Introducing Rusutsu, our favorite Hokkaido ski vacation destination! More of Hokkaido’s famously dry powder falls across the three summits here than at any other ski area in the country. Inbounds skiable terrain totals 534 ac, so there’s plenty for skiers of all abilities to explore. Special tree run areas are set up for first-timers, plus there’s a boardercross course, terrain park, and even a heli-skiing operation nearby! Since 2017 it has successfully retained the accolade of Japan’s Best Ski Resort at the World Ski Awards every year. For convenient ski-in/ski-out lodgings book a room at the Rusutsu Resort Hotel, or for more luxurious accommodation try The Westin Rusutsu Resort with its therapeutic onsen baths.
If you have never skied in Japan before, Niseko is one of the best places to start. Each winter a staggering 416 in of white stuff covers the mountain, upholding its reputation as a paradise for powder hounds. Spread across four unique ski areas, there are 81 marked trails to try out, with mellow greens at Annupuri and top-to-bottom black runs at Niseko Village. For an unforgettable powder ride, check out the famous Strawberry Fields at Hanazono and for the most apres action stay in Hirafu, where you can drink and boogie to your heart’s content. It’s not traditionally Japanese, but it’s definitely one of the liveliest ski resorts in the country.

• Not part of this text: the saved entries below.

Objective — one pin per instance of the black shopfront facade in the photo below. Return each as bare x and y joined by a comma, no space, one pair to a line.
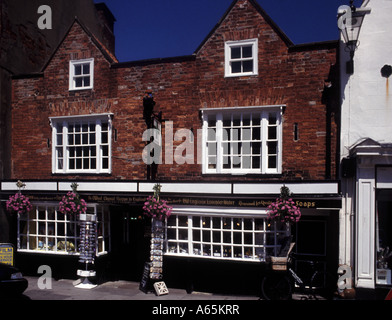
217,238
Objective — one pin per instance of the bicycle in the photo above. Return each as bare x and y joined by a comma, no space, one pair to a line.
280,285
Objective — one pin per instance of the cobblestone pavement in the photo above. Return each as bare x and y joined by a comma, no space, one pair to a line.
114,290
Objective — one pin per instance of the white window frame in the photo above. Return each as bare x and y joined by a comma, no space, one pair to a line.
219,114
73,76
62,151
229,61
44,216
218,242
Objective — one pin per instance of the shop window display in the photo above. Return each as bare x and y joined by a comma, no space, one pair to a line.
222,237
47,230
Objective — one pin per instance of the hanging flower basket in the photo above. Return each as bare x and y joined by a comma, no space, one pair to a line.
284,208
18,203
71,203
156,208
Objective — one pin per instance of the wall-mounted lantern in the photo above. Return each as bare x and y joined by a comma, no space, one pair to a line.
350,21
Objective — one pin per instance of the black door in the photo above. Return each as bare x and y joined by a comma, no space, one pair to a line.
129,244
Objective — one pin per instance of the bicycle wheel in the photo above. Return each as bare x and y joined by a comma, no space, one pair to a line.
323,285
276,287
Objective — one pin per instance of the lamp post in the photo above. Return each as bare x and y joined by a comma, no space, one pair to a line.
350,21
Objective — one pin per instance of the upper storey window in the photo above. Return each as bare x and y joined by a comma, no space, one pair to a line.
81,144
242,140
81,74
241,58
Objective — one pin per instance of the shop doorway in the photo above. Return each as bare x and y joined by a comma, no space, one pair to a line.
384,238
128,242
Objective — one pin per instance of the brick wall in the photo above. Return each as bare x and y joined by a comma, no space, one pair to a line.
294,77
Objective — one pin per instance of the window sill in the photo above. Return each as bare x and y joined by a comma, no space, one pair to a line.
104,174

One of the most well-known ski resorts in the country, the impressive 1,101 ac ski area keeps skiers and boarders coming back year after year. The ski resort is so close to Furano city that you can head out to downtown restaurants and bars after a day on the slopes. Across two zones (Furano and Kitanomine), there are nursery slopes for beginners, gentle groomers to keep intermediates happy, and some surprisingly steep trails that are challenging enough for professional ski racers. And let’s not forget the superb-quality snow either, with 228 in of feather-light powder blanketing the resort each season thanks to its inland location.

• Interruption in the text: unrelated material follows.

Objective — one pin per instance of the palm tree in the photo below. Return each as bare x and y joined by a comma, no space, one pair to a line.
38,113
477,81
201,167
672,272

With glitzy skyscrapers rising up from the natural beauty of Hidaka National Park, Tomamu truly is a one-of-a-kind ski resort. There’s an even balance of terrain here but Tomamu does a particularly great job of catering for intrepid skiers. There are marked expert zones where the snow is left untouched and you are even free to ski through the trees between pistes. Off the slopes, Tomamu enthralls small and big kids alike with its wonderful range of activities. You can dine in a restaurant made of frozen blocks in the spectacular Ice Village, and warm up afterwards at Mina-Mina Beach, an indoor tropical getaway complete with one of Japan’s biggest wave pools!
One of Japan’s newest ski resorts, what strikes you first about Kiroro is its efficiency. High-speed lifts minimize queues, wide pistes provide plenty of space for everyone, and clever trail connections mean no bottlenecks or pushing through flats. Beginners and intermediates will get the most out of the piste skiing here, with 23 perfectly maintained trails winding down the mountain, with the longest stretching for more than 3 mi. The slopes here feel empty most of the time so you can really ratchet up some speed while exploring the 297 ac of skiable terrain. If you value high-quality skiing over wild après-ski and off-slope entertainment, Kiroro ticks all the boxes.
First on our list is Sapporo Teine, a city-side ski resort with uninterrupted views over Hokkaido’s capital and the Sea of Japan. This compact ski area measures just 188 ac, but what it lacks in size it makes up for in steepness- the Seikadai black trail reaches a pitch of 38 degrees in places! Beginners are looked after too, with a superb green trail winding for 3 mi from the summit to base and an introductory boardercross course for all ages. And while there are no hotels to stay in at the bottom of the slopes, every possible type of accommodation option is available just a short drive away in Sapporo.